20. Observability and ops

  • Audit logaudit() is called from everywhere security-relevant: connect, disconnect, scope-deny, refresh, revoke, pair, plugin install/enable/disable, settings change. Trimmed daily.
  • Health & status/api/_health is a flat liveness probe; /api/status returns the full preflight report and live counts (devices online, jobs scheduled, plugins loaded).
  • Kill-switch — a local-only emergency mode (/data/.killswitch) makes every HTTP and WS upgrade return 503. Useful when something is misbehaving and you need to stop accepting traffic without kill -9.
  • Rate limitinglib/net/rate-limit.ts is a sliding-window counter, applied to login, OAuth callback, and pairing endpoints via presets.
  • Public-URL detectiondetectPublicUrl() figures out the canonical externally reachable URL by inspecting GENIE_PUBLIC_URL, headers from upstream proxies, and the local LAN interfaces. Surfaced in the boot banner and the /setup wizard.

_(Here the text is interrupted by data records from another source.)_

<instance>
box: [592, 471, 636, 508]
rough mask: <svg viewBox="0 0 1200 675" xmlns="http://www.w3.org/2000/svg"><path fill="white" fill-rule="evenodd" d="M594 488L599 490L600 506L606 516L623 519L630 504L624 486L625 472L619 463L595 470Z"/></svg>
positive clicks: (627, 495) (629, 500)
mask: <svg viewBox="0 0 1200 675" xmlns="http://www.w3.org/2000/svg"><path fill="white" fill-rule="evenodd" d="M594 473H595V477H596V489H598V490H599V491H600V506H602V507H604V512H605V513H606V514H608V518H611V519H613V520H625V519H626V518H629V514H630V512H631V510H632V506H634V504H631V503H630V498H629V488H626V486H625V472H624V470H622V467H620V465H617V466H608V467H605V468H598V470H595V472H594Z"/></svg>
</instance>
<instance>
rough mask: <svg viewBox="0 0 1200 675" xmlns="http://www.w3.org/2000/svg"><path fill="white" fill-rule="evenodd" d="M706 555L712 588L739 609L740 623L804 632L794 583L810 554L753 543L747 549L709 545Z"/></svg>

21. Design principles (and why)

  1. Local-first. Inference, vector storage, and media never leave the box unless you explicitly opt in to a cloud provider. The default install has zero external dependencies beyond Postgres.
  2. One process, no microservices. The whole hub is one Node process. This keeps the deployment story trivial (Docker run, Electron pack, or node server.ts) and makes cross-feature work straightforward — no RPC, no service discovery.
  3. Registry pattern, everywhere. Actions, WS handlers, plugins, skills, cron jobs, widget data providers — all are registered into in-memory maps at boot and looked up by name at runtime. This makes hot enable/disable cheap and testing easy.
  4. Database is the source of truth. Cameras, jobs, webhooks, devices, plugin installs all live in Postgres. Config files (opengenie.json) only seed empty tables and provide model routing — they never override DB state.
  5. Graceful degradation. Boot never fails because of a downstream outage. Preflight reports failures, the user fixes them in /setup, and the affected subsystem reconciles on next start. Cameras, plugins, and skills each load independently.
  6. Streaming. Chat tokens stream to the client over SSE or WS as soon as the LLM emits them. File operations use Node streams. The UI shows progress instead of spinners.
  7. Permission-gated extension. Plugins declare what they touch; the SDK refuses calls without a granted permission. Admins approve permissions on install.
  8. WebSocket-native. Devices stay connected and get push instantly. Polling is reserved for cases where there is genuinely no event source (e.g., camera capture intervals).
  9. Audit everything sensitive. Every authentication, scope check, plugin lifecycle change, and settings write is logged. Cheap in normal operation; invaluable when something goes wrong.
  10. Reuse, don't reinvent. Plugins schedule cron via the same scheduler core uses; widgets ride the same WS that chat does; OAuth tokens use the same secrets crypto. New surface = new SDK builder, not new infrastructure.